È un salto di qualità rispetto a una narrazione politico-economica forte negli ultimi mesi. Secondo quest’ultima, l’inflazione e soprattutto le sue aspettative sarebbero da addebitarsi soprattutto ai rialzi salariali e in particolare alle rivendicazioni sindacali sempre più massicce: innescate peraltro dall’inflazione da “energia”. L’incremento tendenziale del costo del lavoro sembra ora “dimenticato” – così come i rialzi già maturati nei prezzi dell’energia, delle altre materie prime e semilavorati e dei tassi d’interesse (costo del credito) – nelle accuse alle imprese di artefare i listini finali di beni e servizi.

Finora la questione (storica) dei “sovrapprofitti di guerra” ha toccato solo i giganti dell’energia: che hanno oggettivamente contabilizzato a fine 2022 utili di livello assoluto e che peraltro sono già stati interessati da tassazioni straordinarie. Ora, invece, la ricerca politico-mediatica di “colpevoli” veri o presunti dell’inflazione sembra sparare nel mucchio di chiunque abbia un’attività d’impresa: comunque reduce da due anni di lockdown più o meno pesanti.

Fatto salvo un solo livello indiscutibile (la certezza di un’equa imposizione fiscale su chi ha realizzato redditi d’impresa, grande o piccola), le cause dell’inflazione (per identificarne i rimedi più efficaci) sono un un terreno che la politica e le parti sociali hanno il diritto-dovere di porre al centro del confronto, ma hanno altresì la responsabilità di non manipolare. Né sul versante dei lavoratori dipendenti (che non sono “agitatori di piazza” quando lamentano l’erosione inflattiva dei loro salari) e neppure su quello delle imprese: che – soprattutto quelle più piccole – non possono essere pre-giudicate come “pescecani” e “untori del carovita”.
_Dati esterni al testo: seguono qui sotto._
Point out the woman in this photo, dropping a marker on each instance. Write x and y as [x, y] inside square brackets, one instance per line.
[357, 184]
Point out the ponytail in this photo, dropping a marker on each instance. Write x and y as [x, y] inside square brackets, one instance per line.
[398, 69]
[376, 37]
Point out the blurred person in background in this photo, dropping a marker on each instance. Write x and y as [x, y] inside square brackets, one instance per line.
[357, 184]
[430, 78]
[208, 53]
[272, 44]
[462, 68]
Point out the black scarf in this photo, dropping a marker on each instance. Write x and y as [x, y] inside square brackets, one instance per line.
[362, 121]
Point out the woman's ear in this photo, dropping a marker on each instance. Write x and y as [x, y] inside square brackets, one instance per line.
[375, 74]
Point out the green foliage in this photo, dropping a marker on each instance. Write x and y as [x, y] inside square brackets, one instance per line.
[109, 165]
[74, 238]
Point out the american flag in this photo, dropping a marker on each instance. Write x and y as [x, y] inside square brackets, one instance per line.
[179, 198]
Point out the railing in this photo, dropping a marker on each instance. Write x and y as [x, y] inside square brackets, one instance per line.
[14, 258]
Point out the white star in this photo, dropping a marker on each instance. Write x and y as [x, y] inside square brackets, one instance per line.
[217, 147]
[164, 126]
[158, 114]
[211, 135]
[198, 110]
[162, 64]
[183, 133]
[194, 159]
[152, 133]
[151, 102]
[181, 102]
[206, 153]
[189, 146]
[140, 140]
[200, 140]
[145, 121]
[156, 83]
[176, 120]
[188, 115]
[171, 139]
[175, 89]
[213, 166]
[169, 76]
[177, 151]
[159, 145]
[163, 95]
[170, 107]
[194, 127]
Decine di migliaia di insegnanti pubblici inglesi hanno respinto nelle scorse ore un’offerta da parte del Governo conservatore di aumenti salariali in recupero di metà soltanto dell’inflazione corrente. Forse il Governo (non solo quello di Londra) farebbe bene a spiegare ai suoi dipendenti – a tutti gli elettori – che l’inflazione (della benzina, delle verdure nei supermercati, della birra nei pub, dei tassi sui mutui) è il prezzo della guerra che l’Ue e gli Usa hanno deciso di combattere in Ucraina contro l’aggressione russa. Che ha tutte le ragioni per essere continuata fino a quando i Parlamenti democratici dei singoli Paesi e le loro organizzazioni sovranazionali decidono di continuarla. Ma senza – augurabilmente – l’effetto collaterale di scatenare vecchie o nuove “lotte di classe”  a fini elettorali negli stessi Paesi.